E lá foram eles felizes rumo ao Rio Santa Tereza.
Na segunda feira após a apresentação do novo Comandante, o oficial do dia em alto bom tom anuncia aos Soldados G. e L. que se fizessem presentes com certa urgência na sala do novo Comandante.
Sob o olhar curioso da tropa lá se foram eles, momento em que a ficha caiu: vamos pegar uma cadeia inesquecível, disse o soldado L.
Sentaram-se em frente ao Comandante e foram logo questionados sobre resultado da pescaria:
– foi boa Coronel. Trouxemos até uns peixinhos pro Senhor nessa caixa térmica, disse o Soldado G.
Nesse momento o Coronel iniciou a reprimenda aos dois pescadores:
– nunca se vai na casa de alguém àquela hora da manhã pedir dinheiro emprestado para uma pescada sem convidá-lo para ir junto (ele também era amante de uma boa pescaria).
O conhecido “sabão” foi pelo fato de não ter sido convidado pelos novos comandados a conhecer o famoso Rio Santa Tereza, muito piscoso naquela época.
A reprimenda virou história de pescador e o Comandante indagou aos soldados quem deles era motorista?
De pronto soldado G. respondeu que era motorista de viatura no batalhão.

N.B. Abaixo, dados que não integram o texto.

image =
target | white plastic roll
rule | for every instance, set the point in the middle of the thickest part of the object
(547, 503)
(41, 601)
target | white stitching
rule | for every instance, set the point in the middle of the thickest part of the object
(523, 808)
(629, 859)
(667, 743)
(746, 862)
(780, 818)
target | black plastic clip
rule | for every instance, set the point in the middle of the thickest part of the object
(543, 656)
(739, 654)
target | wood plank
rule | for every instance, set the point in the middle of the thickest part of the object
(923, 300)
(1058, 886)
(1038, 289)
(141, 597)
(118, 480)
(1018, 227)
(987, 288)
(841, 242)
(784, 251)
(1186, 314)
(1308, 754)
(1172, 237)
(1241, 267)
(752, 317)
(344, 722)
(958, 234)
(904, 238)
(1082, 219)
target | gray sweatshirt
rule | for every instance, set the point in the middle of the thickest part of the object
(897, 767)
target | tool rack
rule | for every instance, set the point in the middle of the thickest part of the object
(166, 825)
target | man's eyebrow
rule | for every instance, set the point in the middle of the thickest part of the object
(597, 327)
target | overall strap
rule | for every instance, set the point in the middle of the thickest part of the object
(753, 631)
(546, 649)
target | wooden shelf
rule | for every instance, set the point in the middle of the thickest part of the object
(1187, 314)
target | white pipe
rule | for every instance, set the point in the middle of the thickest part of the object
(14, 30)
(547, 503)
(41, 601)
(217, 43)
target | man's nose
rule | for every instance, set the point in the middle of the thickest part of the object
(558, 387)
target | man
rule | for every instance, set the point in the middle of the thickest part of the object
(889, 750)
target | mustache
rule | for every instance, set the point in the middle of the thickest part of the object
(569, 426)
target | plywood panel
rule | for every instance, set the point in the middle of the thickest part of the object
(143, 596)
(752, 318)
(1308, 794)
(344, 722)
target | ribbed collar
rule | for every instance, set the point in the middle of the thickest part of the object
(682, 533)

De hoje em diante será meu motorista particular, determinou o Comandante.
– E você soldado L., voltará amanhã mesmo para a Academia de Polícia em Goiânia, pois iremos implantar na região a Companhia de Policiamento Ambiental e você está sendo o primeiro membro a ser convocado.
Fará um curso de Agente Ambiental e assim aprenderá que não se pesca uns peixinhos desse tamanho, momento em que guardou a caixa atrás da cadeira pensando no frito do almoço!!
Soldado G. foi motorista do referido Comandante enquanto esse esteve na ativa, inclusive quando Comandante Geral da Polícia Militar de Goiás.
Faleceu jovem, na segunda metade da década passada em decorrência de problemas hepáticos, sendo cuidado até os últimos momentos pelo Coronel amigo, que o adotou como filho.
Quanto ao Soldado L., esse continua na ativa em Porangatu, sendo há muito um dos principais defensores das questões ambientais na região norte do estado.
O Coronel, hoje na reserva, pode ser encontrado com frequência em pescaria no Rio Araguaia, na região de Bandeirantes.
Lamenta sempre a perda do amigo de pescada, Soldado G., com quem construiu um grande repertório de histórias de pescador.
PS: Os nomes dos personagens foram preservados em razão de um deles ainda estar na ativa prestando serviços à população da região norte de Goiás, inclusive com várias operações de fiscalização realizadas em conjunto com esse escriba.